= Rainald of Abingdon =

Rainald (also Reginald) (died 1097) was a prominent Abbot of Abingdon.

Rainald was a former monk of Jumièges who was King William I's chaplain when he was appointed Abbot of Abingdon by him in 1084. He died in Normandy.

==Life==
He was a secular clerk and one of the chaplains of William, Duke of Normandy. He became a monk of Jumièges, and Duke William, then king of England, gave him at Rouen the abbacy of Abingdon on 19 June 1084, his predecessor Æthelhelm, also formerly a monk of Jumièges, having died on 10 September 1083. The king sent him to Walkelin, bishop of Winchester, to be installed in his office. He was received at Abingdon on 18 July, and on 15 August was hallowed by Osmund, bishop of Salisbury.

The tenants of the abbey had resisted the Conqueror's rule, and the house had accordingly suffered; but some return to prosperity seems to have begun under Abbot Æthelhelm, and it increased during the earlier years of Rainald's abbacy. In 1087 Gilbert of Ghent presented the monastery with a house in the Strand, London, with a chapel dedicated to the Holy Innocents, which he had given to it in Æthelhelm's time, but had resumed at his death. It became the abbot's London lodging On the accession of William Rufus, Reginald helped him in the distribution of his father's treasure among the minsters and other churches of England and the poor. At this time the king held him in high esteem, and gave a charter to him and his house.

Though Rainald disposed of some of the convent's property to his son and personal friends, he set about rebuilding the church of the monastery, using materials and treasure collected by his predecessor; and, in order to ensure the co-operation of the villeins on the conventual estates, gathered them together and announced that several oppressive customs would be done away, provided that they gave the full tithes of their harvest for the restoration of the church. Robert d'Oilgi was led by a dream to restore certain land that he had unjustly taken from the house in Abbot Æthelhelm's time, and also gave a large sum towards the building.

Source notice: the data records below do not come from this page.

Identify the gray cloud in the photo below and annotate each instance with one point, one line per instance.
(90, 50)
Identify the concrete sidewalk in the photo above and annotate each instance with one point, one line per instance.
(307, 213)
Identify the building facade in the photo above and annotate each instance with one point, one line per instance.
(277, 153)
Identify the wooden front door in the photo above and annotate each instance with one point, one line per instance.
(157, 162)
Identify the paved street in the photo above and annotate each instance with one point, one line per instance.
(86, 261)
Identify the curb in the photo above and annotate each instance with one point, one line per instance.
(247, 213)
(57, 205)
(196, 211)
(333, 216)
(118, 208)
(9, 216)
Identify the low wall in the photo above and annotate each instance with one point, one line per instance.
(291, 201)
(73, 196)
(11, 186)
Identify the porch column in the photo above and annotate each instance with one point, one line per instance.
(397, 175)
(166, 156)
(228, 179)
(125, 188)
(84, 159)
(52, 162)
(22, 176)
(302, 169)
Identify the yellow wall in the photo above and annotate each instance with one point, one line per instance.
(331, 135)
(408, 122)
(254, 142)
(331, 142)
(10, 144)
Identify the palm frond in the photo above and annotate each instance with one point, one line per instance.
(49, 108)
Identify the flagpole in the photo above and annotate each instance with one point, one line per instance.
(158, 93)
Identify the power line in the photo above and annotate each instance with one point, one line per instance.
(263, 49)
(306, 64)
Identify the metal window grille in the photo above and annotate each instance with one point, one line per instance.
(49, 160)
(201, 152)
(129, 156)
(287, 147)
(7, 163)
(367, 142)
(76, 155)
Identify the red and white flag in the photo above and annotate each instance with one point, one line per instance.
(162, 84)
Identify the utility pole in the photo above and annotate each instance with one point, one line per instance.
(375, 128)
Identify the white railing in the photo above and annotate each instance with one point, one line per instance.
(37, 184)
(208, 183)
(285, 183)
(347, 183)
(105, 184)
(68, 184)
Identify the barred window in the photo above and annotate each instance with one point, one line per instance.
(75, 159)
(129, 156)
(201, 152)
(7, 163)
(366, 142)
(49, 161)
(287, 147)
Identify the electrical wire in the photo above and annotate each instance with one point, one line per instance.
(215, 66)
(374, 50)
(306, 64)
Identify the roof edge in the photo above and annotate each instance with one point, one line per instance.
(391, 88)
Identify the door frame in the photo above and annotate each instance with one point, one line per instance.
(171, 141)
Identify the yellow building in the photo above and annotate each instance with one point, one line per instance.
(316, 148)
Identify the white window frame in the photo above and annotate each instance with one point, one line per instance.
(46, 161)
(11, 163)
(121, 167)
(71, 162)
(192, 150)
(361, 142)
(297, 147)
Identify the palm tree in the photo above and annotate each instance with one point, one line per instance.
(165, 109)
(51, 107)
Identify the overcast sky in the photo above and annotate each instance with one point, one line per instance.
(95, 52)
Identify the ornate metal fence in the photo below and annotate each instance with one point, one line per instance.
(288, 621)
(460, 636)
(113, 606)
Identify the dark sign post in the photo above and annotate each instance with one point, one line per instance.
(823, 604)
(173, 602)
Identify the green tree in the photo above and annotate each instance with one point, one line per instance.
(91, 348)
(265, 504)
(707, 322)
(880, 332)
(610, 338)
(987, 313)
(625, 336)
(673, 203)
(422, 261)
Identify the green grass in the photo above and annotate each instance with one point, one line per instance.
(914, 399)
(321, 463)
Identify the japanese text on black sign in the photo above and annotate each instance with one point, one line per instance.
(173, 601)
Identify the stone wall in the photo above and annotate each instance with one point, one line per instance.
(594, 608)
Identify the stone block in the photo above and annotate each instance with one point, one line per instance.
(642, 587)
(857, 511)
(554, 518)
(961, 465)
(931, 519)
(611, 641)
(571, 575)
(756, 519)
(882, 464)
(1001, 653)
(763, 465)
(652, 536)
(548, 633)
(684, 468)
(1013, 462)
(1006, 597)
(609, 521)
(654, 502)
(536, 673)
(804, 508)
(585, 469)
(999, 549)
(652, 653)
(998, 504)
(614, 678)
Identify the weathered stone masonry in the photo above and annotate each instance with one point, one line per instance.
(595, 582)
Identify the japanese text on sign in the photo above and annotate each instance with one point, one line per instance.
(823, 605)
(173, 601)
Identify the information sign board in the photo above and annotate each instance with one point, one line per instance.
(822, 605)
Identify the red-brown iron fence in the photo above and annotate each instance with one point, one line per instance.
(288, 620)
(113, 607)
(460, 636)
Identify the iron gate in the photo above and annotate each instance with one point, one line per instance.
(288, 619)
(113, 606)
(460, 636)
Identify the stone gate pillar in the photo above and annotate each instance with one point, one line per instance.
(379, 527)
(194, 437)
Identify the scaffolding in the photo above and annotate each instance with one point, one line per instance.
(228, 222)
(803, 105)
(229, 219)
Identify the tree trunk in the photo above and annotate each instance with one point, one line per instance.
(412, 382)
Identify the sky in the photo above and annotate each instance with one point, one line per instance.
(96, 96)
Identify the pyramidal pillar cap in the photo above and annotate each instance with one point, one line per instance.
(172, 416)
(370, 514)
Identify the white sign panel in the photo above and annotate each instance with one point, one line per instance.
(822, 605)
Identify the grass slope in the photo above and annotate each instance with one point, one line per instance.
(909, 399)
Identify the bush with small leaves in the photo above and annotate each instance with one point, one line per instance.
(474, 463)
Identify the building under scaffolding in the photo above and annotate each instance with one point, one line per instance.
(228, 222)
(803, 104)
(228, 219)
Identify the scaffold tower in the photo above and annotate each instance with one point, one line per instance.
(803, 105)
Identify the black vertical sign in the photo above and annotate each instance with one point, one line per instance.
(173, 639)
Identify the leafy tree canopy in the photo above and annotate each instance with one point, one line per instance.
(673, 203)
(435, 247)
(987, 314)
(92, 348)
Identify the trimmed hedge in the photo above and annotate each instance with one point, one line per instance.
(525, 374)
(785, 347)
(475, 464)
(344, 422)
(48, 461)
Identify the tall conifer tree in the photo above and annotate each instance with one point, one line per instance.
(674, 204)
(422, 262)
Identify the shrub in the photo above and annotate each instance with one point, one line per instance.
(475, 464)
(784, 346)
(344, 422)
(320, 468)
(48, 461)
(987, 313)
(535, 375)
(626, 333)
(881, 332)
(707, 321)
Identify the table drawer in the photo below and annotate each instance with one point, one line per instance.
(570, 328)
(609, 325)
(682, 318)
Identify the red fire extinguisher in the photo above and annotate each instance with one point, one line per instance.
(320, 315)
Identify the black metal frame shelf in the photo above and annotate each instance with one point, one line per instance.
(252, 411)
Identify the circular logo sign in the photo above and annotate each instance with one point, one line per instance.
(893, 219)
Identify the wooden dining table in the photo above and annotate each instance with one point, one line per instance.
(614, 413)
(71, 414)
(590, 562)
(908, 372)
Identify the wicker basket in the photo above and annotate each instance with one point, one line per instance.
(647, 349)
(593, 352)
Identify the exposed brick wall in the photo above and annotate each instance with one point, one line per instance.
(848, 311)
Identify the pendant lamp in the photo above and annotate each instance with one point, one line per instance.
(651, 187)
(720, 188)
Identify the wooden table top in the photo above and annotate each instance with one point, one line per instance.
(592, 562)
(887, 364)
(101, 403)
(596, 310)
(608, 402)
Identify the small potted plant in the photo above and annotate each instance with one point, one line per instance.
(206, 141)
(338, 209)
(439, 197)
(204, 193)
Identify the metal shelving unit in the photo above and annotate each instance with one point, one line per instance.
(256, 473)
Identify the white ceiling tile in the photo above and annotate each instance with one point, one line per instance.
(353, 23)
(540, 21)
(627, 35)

After a time, however, enemies of Abbot Rainald set the king against him; and he deprived the convent of much of its property. The king having crossed to Normandy in November 1097, Rainald followed him, probably on the convent's business, and died there before the end of the year.

==Family==
His son William Rainald had well educated, and took holy orders. He presented him to the convent living of Marcham, near Abingdon, with some of the convent property. When taken with his last sickness in the time of Abbot Faricius, he assumed the monastic habit at Abingdon, and restored to the convent the church and land that he had received from his father.